There was not an adverse criticism in any of the press notices.
David Bogue, publisher, of Fleet Street, proposed to Mayne Reid to write a series of boys’ books of adventure, the books which earned for him the title of the “Boy’s Novelist.” The first of these was “The Desert Home,” or “English Family Robinson.” It was published by Bogue at Christmas, 1851, in an illustrated cloth edition at 7 shillings 6 pence. The Globe, February 2nd, 1852, says: “Captain Mayne Reid offers to the juvenile community a little book calculated to excite their surprise and to gratify their tastes for the transatlantic, and the wonderful. The dangers and incidents of life in the wilderness are depicted in vivid colours.”
In addition to his literary work Captain Mayne Reid now established a Rifle Club. His military ardour was not quite quenched.

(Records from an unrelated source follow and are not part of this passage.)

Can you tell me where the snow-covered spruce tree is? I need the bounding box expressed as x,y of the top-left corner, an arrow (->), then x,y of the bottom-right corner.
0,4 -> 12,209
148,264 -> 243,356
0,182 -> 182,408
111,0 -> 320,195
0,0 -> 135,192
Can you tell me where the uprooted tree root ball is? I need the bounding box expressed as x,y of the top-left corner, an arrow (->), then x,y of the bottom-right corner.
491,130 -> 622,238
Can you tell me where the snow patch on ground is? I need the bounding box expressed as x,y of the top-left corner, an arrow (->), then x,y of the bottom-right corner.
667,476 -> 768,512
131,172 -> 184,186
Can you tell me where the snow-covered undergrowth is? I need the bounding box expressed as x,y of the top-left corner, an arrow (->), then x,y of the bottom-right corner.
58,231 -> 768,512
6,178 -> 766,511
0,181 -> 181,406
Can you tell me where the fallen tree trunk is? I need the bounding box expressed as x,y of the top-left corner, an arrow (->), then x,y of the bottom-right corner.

The Belvidere Rifle Club was the title.
The preliminary conditions for obtaining recognition by the Crown were stated by the Marquis of Salisbury, Lord Lieutenant of Middlesex, to be that the numbers of a Volunteer Rifle Corps should exceed sixty, and that particulars of the names of the members, and of the mode of training in arms practised, should be supplied.
The Christmas of 1852 saw the production of “The Boy Hunters.” “For the boy readers of England and America this book has been written, and to them it is dedicated; that it may interest them, so as to rival in their affections the top, the ball, and the kite—that it may impress them, so as to create a taste for that most refining study, the study of Nature—that it may benefit them, by begetting a fondness for books, the antidotes of ignorance, of idleness, and vice, has been the design, as it is the sincere wish, of their friend the author.”